As always, the summer becomes a time when the focus is on the spectacle of cinema-going with movies such as Inception and Toy Story 3 packing them in. So, Special Edition # 41 will show you that it’s excellent time to chill out and enjoy some low key delights as they hit the shelves. Laurence Boyce finds some excellent films that have proved wildly popular on the festival circuit and a choice selection of re-releases.

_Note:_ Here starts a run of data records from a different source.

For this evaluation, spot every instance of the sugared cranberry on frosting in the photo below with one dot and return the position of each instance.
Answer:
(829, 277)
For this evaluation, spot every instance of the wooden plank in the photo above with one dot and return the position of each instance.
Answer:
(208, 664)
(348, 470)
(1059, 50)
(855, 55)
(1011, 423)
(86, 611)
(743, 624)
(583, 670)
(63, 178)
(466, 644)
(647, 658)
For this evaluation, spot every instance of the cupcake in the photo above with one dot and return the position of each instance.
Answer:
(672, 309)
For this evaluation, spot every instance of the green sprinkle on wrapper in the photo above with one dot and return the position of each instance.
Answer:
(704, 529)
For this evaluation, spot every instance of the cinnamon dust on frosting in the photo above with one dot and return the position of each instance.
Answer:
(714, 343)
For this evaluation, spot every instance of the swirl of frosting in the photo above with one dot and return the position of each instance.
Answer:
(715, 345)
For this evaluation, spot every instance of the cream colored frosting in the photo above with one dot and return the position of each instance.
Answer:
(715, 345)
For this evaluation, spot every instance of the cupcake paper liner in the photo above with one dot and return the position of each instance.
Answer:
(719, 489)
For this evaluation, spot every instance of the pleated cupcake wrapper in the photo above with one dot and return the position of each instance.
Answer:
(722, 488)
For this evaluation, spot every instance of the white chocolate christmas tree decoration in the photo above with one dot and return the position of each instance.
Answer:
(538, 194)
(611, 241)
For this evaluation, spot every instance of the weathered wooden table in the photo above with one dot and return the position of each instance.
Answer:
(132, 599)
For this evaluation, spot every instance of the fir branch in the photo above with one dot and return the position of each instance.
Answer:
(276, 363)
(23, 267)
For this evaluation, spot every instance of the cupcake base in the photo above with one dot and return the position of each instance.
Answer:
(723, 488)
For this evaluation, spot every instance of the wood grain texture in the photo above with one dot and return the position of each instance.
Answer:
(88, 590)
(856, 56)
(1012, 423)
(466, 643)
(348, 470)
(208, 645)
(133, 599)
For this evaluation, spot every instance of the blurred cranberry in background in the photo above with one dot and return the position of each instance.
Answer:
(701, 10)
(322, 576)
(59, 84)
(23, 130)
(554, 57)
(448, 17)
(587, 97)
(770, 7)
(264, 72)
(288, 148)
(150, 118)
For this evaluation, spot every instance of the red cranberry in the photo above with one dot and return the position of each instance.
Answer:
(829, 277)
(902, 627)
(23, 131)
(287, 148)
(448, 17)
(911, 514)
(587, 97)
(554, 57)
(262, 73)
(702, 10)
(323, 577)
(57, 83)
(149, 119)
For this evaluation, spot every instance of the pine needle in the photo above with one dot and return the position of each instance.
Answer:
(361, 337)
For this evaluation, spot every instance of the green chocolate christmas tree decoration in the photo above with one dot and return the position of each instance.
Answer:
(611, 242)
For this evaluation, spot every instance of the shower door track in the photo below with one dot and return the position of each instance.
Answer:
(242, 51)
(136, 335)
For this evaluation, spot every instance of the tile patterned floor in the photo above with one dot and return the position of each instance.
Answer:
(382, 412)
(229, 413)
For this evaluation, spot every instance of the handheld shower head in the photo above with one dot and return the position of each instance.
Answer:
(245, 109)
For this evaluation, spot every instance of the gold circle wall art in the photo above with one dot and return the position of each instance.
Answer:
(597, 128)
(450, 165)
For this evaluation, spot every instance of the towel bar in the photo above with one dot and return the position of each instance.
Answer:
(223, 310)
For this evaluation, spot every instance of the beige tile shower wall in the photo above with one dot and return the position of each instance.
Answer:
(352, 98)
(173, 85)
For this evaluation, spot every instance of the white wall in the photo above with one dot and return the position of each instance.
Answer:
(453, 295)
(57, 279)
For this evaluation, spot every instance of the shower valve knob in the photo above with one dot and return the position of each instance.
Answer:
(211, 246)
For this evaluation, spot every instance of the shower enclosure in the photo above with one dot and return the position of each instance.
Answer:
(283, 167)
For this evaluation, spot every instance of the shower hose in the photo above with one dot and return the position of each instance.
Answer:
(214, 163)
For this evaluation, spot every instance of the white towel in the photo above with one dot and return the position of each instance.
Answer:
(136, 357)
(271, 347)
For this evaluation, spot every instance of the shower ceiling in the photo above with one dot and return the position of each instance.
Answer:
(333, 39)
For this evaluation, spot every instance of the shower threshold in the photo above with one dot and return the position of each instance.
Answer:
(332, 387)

It always seems that cinematographers never get the wider respect they deserve. Whilst your average person may be able to reel off the names of numerous actors and directors, the humble cinematographer is often forgotten about by the general cinema going public. Thankfully Cameraman – The Life and Work of Jack Cardiff (Optimum Releasing) redresses the balance with its thoughtful and illuminating examination of one of the best cinematographers in movie history. Jack Cardiff has worked with everyone from Alfred Hitchcock to Laurence Olivier and the film about his life and career has him reminisce about the greats that he’s worked with throughout his career. Director Craig McCall eschews a more formal approach to Cardiff’s career allowing Cardiff – and numerous colleagues including Martin Scorsese, Lauren Bacall and Kirk Douglas – to tell some fascinating and often humorous anecdotes of a career that begin as a child actor in 1918. Cardiff is obviously loved by his peers, not only for his winning personality, but for his artistry and talent and what results is a gentle yet endlessly rewarding portrait of a cinematic great and a paean to the skill of cinematographers from across the world. Jack Cardiff sadly passed away in April 2009, and this film is a joyous testament to his legacy.

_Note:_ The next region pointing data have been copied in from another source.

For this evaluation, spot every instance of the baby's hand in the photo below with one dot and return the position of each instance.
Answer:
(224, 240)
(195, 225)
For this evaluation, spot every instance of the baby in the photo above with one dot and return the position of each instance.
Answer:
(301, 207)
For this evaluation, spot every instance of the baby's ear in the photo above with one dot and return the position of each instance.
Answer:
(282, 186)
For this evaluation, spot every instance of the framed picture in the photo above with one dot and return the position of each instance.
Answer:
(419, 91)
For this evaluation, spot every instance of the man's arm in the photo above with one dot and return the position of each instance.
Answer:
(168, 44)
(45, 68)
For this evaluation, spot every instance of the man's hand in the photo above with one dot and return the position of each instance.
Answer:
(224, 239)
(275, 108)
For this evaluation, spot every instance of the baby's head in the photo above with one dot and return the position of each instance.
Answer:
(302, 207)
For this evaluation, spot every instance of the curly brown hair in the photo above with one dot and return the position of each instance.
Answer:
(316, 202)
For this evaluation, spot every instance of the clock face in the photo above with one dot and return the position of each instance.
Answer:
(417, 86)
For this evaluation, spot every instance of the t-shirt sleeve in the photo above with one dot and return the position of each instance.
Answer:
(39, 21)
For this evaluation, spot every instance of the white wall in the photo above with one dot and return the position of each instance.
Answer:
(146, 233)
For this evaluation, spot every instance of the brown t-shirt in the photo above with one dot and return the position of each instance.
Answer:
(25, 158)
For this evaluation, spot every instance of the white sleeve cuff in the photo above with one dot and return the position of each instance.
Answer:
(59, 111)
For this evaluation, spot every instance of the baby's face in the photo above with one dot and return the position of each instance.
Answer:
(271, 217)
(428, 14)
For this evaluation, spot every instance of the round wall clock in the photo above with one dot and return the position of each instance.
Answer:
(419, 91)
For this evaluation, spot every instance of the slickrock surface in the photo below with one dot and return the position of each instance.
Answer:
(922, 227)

More than 10 years after Happiness, Todd Solondz returns to revisit the damaged and broken characters of his ultra-dark film in Life During Wartime (Artificial Eye). In returning to the three sisters at the centre of the original film return we find that their lives are from perfect: Joy is haunted (both literally and figuratively) by lovers from the past whilst Trish is attempting to re-marry but the spectre of her paedophile ex-husband looms large for her and her children. Solondz has entirely re-cast the roles from the original and it gives us some great performances from the likes of Shirley Henderson as the meek (and ironically named) Joy and Ciarán Hinds as the recently released sex offender trying to discover what happened to his child. But the re-casting also puts into sharp relief about how the characters (and indeed society) have moved on over the years.  The pursuit of happiness seems ever more elusive in a country beset by war and there’s a terrible sense of stagnation as characters ‘make do’ whilst never truly understanding themselves or others. Indeed, the final moments of the film – which, in another universe, would be suitable for a farce – speak of a marked inability in society of people being able to deal and engage with the reality of situations. Certainly, there’s a certain artificiality about the film with dialogue that is both barbed and uncomfortable yet strangely theatrical and even arch. It makes for an unsettling yet compelling experience that, whilst not reaching the power of its forebear, certainly lingers in the mind.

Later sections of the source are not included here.